This is accomplished by making the rotor, or a portion of the rotor, of an electrically conductive material. A magnet means is provided which can be made to produce a magnetic flux field in which the rotor's electrically conductive material may rotate. An electrically conductive material rotating in a field of magnetic flux will have edge currents induced in the electrically conductive material. The flux density of the magnetic field can be made large enough to cause a braking effect on the rotating electrically conductive material through these eddy currents. The magnet means of the present invention is sized to be capable of causing such a braking effect in the rotating rotor. When the centrifuge is running and no braking effect is desired, the magnetic flux field is removed to a point where no braking effect will be created. This can be accomplished by physically moving the magnet means or, if an electromagnet is used, by removing power from the magnet. When braking is desired, the magnet means is physically moved, or alternatively the power is connected with an electromagnet, where the magnetic flux field will cause the desired braking effect.

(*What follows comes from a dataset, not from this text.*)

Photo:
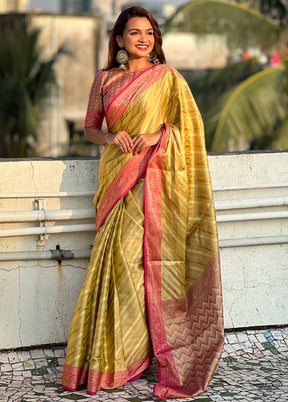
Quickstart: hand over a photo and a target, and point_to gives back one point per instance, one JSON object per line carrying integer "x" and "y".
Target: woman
{"x": 153, "y": 283}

FIG. 1 is a sectional elevation view through an air driven centrifuge employing the preferred embodiment of the present invention.
FIG. 2 is an expanded view of the present invention as embodied in the centrifuge of FIG. 1.
FIG. 3 is a sectional elevation view of an alternate embodiment of the present invention.
FIG. 4 is a sectional elevation view of another embodiment of the present invention employing an electromagnet.
Referring to FIG. 1 and FIG. 2, a centrifuge assembly 10 employing a preferred embodiment of the present invention is disclosed. Centrifuge assembly 10 comprises a base 12, supported in an outer housing 13, and a lid 14. With lid 14 in its closed position on base 12 as shown, a rotor chamber 16 is formed having a rotor seat 18 in the bottom thereof. A rotor 20 is designed to fit within rotor chamber 16 as shown. The rotor 20 has a plurality of turbine flutes 22 formed on the under side thereof. The rotor seat 18 includes driving air jet means 24 for impinging pressurized driving air streams 26 against the turbine flutes 22 of the rotor 20 for supporting and spinning the rotor 20 on an air cushion above the rotor seat 18. Support air jet means 28 are also provided in the rotor seat 18. They direct a supporting air stream 30 under pressure against the under side of the rotor 20 for supporting the rotor 20. A support pad or stator 32 is provided in rotor seat 18 for supporting rotor 20 when it is at rest.
The braking apparatus is, in its preferred embodiment as set forth in FIGS. 1 and 2, located in the lid 14. Lid 14 contains a magnet chamber 34 covered by removable cap 36. A nonmagnetic carrier 38 is disposed within the magnet chamber 34. Nonmagnetic carrier 38 is movable vertically within magnet chamber 34, being guided by the inner walls of chamber 34 and guide post 39. Additionally, it is biased adjacent the bottom of magnetic chamber 34 by spring means 40, and has a magnet or a plurality of magnets 42 attached thereto. An energizing air passage 44 communicates with the under side of nonmagnetic carrier 38, as shown, and is attached to a supply of pressurized air through valve means 46. Removable cap 36 contains an air escape passage 48 fitted with O-ring seals 50 as shown.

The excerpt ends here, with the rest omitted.